Student Achievement Goals

The Walton Family Foundation (WFF) offers financial support for the planning and startup of public charter schools that demonstrate high potential for significantly improving student achievement in reading/language arts and math as measured by valid and reliable standardized tests.  Grant applicants must develop specific metrics and set annual targets for academic student performance, systems for measuring progress against those targets, and strategies for refining instruction to achieve those outcomes.

WFF recommends that schools supplement standardized math and reading/language arts tests with other measures of performance, such as: standardized tests in science, social studies and other subject areas; yearly attendance and retention rates; high school exit standards and graduation rates; college admittance and completion rates, parental satisfaction surveys and school waiting lists.  In regard to tracking student academic achievement, schools must plan to evaluate student progress using at least three basic measures:

  1. Student Achievement Level (Status);
  2. Student Progress Over Time (Growth); and,
  3. Comparisons of student achievement status and growth to benchmark schools and national norms.

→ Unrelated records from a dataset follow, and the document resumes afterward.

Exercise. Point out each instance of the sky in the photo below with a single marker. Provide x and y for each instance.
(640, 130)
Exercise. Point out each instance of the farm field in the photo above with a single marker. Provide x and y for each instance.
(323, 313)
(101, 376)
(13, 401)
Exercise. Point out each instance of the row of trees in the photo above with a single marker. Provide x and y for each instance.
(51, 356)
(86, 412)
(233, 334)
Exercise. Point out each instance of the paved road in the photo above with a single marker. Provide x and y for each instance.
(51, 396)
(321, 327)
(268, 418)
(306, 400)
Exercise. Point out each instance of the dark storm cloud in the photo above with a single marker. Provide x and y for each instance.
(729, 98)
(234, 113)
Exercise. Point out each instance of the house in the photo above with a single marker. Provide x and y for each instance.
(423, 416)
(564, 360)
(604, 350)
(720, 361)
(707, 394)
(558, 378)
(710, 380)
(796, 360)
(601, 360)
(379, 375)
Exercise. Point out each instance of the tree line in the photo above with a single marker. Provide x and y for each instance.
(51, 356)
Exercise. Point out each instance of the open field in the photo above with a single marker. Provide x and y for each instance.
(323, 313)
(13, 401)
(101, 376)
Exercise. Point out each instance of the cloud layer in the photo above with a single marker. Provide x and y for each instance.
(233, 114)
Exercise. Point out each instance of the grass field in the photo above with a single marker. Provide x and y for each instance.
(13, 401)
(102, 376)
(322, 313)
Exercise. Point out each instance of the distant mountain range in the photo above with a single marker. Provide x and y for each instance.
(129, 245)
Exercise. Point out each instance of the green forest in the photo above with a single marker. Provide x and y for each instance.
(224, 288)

Student Achievement Level (Status)

WFF expects grant recipients to set specific, rigorous standards of learning for students at all grade levels and to measure the proportion of students meeting and exceeding annual proficiency targets for these standards.  Schools should create plans to increase the percentage of students at each grade level and for each subgroup achieving proficiency from year to year.  Ideally, a school’s academic programs would enable more than 90% of students within three years to obtain and maintain proficiency against grade-level standards as measured by state criterion-referenced tests.

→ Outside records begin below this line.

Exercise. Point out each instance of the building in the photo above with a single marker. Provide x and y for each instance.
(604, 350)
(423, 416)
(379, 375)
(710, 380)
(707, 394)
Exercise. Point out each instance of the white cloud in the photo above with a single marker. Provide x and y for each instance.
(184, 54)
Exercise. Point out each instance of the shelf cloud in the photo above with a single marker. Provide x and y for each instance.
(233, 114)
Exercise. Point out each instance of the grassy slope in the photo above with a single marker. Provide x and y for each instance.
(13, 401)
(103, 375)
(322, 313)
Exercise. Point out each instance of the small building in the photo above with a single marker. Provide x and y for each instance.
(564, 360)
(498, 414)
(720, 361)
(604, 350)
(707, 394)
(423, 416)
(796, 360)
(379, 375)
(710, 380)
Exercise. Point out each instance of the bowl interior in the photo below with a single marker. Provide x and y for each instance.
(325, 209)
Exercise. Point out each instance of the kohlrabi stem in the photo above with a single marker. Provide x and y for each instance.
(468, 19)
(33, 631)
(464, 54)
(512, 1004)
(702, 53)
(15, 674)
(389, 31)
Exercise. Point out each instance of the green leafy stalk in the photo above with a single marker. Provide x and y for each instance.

WFF recognizes that charter schools serving secondary grades often enroll students that are performing years below grade level proficiency targets.  In these cases, students need an intensive academic experience to prepare them for postsecondary educational options.  Secondary schools seeking WFF support should set performance targets relative to end-of-course and state high school exit exams (as applicable) and for college-entrance exams such as the SAT and ACT.

Student Progress Over Time (Growth)

WFF expects that school grantees are able to demonstrate that an increasing percentage of students across all grades and subjects are improving over time.  Schools are expected to demonstrate that students below proficient are moving to higher performance levels and that students who are already scoring proficient or advanced are maintaining or improving their rates of growth.

Schools are expected to measure growth annually on state achievement tests and supplement, where appropriate, student progress measures with results from formative assessments that measure interim progress against annual targets.  It is expected that school and cohort growth measures would factor in student mobility and turnover rates.

Comparisons of Student Achievement to Benchmark Schools and National Norms

WFF-supported schools, at a minimum, should strive to achieve test scores and proficiency rankings that are superior to neighboring and/or demographically similar schools. Schools should have plans that will enable students enrolled for two or more years to demonstrate superior performance in student achievement status and growth.  High performing schools will achieve performance results that exceed not only demographically similar schools but also national or international norms.